Se aceita a sugestão, o governo Lula teria acabado ali. O “Plano Gold” do golpismo sempre foi este: desordem generalizada, Polícia Militar inerme ou conivente com os golpistas (vimos as duas coisas) e necessidade de intervenção das Forças Armadas.
AFASTAMENTO
Voltemos ao afastamento de Ibaneis.
Moraes justificou de maneira irrespondível o afastamento do governador. Transcrevo:
“Conforme prevê o Código de Processo Penal, somente será possível a imposição das medidas cautelares previstas no art. 319, desde que observados os critérios constantes do art. 282, que são: “necessidade” (necessidade para aplicação da lei penal, para a investigação ou a instrução criminal e, nos casos expressamente previstos, para evitar a prática de infrações penais) e “adequação” (adequação da medida à gravidade do crime, circunstâncias do fato e condições pessoais do indiciado ou acusado).
Na presente hipótese, verifico haver necessidade de se impor medida cautelar diversa da prisão — uma vez que não houve representação da PF ou requerimento da PGR pela prisão preventiva — consistente na suspensão do exercício da função pública do agente público que teria tido, ao menos pelos elementos de prova inicialmente coligidos e amplamente divulgados, envolvimento com os fatos descritos, ainda que por omissão dolosa. Diversos e fortíssimos indícios apontam graves falhas na atuação dos órgãos de segurança pública do Distrito Federal, pelos quais é o responsável direto o Governador do Distrito Federal, IBANEIS ROCHA, dentre os quais é possível listar, até o momento, os seguintes fatos principais:
(a) os terroristas e criminosos foram escoltados por viaturas da Polícia Militar do Distrito Federal até os locais dos crimes;
(b) não foi apresentada, pela Polícia Militar do Distrito Federal, a resistência exigida para a gravidade da situação, havendo notícia, inclusive, de abandono dos postos por parte de alguns policiais;
(c) parte do efetivo deslocado para impedir a ocorrência de atos violentos não adotou as providências regulares próprias dos órgãos de segurança, tendo filmado, de forma jocosa e para entretenimento pessoal, os atos terroristas e criminosos;
(d) Anderson Gustavo Torres foi exonerado do cargo, no momento em que os atos terroristas ainda estavam ocorrendo.”

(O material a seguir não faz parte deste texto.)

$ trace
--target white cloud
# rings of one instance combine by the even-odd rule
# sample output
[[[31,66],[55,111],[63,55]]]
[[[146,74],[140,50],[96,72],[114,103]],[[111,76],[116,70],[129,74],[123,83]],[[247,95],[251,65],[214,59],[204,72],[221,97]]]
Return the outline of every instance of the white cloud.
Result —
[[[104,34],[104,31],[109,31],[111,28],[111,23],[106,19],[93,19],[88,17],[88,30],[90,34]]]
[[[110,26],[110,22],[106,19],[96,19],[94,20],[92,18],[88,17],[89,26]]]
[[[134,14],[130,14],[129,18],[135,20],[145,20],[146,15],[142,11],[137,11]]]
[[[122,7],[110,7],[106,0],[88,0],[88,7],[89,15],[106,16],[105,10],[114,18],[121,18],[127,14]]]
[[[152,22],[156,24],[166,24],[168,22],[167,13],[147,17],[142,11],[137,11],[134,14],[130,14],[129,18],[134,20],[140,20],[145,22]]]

Notem: Ibaneis só não foi preso, depreende-se do despacho do ministro, porque não houve a solicitação do Ministério Público ou da Polícia. A situação do governador, parece-me, é insustentável. Ademais, é, sim, o STJ o foro para ações contra governadores. Acontece que o Inquérito 4.879, dos atos antidemocráticos — no âmbito do qual são investigados Ibaneis, Anderson Torres e outros — tramita no Supremo. Até porque a investigação de ataques ao tribunal sempre serão da competência do próprio tribunal.
A defesa de Ibaneis Rocha sustenta que o governador nem se omitiu nem agiu de modo a provocar os desastres do dia 8 de janeiro. O papel da defesa é mesmo defender e tem o meu respeito. Mas os fatos não endossam a versão.
Ibaneis até pode voltar ao cargo — já fez o pedido ao Supremo —, mas não parece plausível que escape de uma condenação.